President Donald Trump extended by 90 days a shipping waiver that makes it easier to move oil, fuel and fertiliser around the United States, pushing back a deadline that had been set to expire in three weeks. The White House said Friday the move was meant to give the maritime industry more time to make sure enough vessels were available.
White House spokeswoman Taylor Rogers said the extension offered “certainty and stability for the US and global economies,” and the administration framed the decision as part of a broader push to curb rising energy costs tied to the war with Iran. The waiver had first been announced in March for 60 days.
The change matters because the Jones Act, passed in 1920, requires goods moved between US ports to travel on US-flagged vessels. That rule has long divided Washington. Supporters say it protects a domestic shipping industry and merchant marine that can support military logistics and national security. Critics say it raises costs and constrains capacity when supply chains are tight.
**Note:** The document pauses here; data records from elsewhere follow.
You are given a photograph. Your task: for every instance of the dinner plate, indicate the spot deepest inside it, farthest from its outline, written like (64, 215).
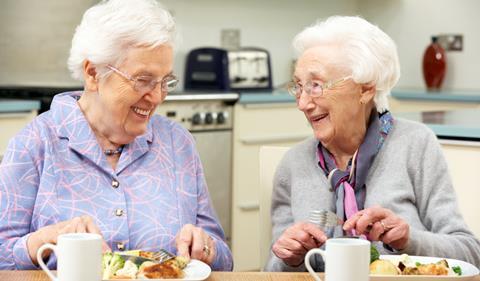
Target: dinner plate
(469, 271)
(195, 271)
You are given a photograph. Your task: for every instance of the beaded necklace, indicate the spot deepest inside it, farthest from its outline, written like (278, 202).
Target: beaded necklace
(110, 152)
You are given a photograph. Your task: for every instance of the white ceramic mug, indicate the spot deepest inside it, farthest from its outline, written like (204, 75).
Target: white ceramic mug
(79, 257)
(346, 259)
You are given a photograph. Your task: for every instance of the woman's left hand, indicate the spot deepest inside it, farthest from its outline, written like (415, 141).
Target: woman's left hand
(193, 242)
(380, 224)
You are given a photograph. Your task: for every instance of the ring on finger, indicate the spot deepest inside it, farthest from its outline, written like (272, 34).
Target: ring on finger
(206, 250)
(385, 229)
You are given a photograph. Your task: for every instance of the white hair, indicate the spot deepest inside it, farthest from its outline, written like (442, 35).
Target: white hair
(370, 53)
(111, 27)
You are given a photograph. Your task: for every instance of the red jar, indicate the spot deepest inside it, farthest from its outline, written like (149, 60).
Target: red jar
(434, 65)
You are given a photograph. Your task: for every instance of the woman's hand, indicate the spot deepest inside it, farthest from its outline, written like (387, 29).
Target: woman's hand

That clash is especially sharp now. The White House move came as fuel prices have become politically sensitive ahead of November’s midterm elections, and the administration is trying to ease pressure without fully reopening the fight over the law itself. A White House official said the extension was meant to allow ample time for the maritime industry to ensure sufficient vessels were available.
Jennifer Carpenter, who responded for the shipping industry, called the move “an affront to hundreds of thousands of hardworking Americans” and said it undercut Trump’s bid to restore American maritime dominance. Her criticism goes to the heart of the fight over the jones act: whether the country should prioritize lower short-term shipping costs or the domestic fleet the law was designed to preserve.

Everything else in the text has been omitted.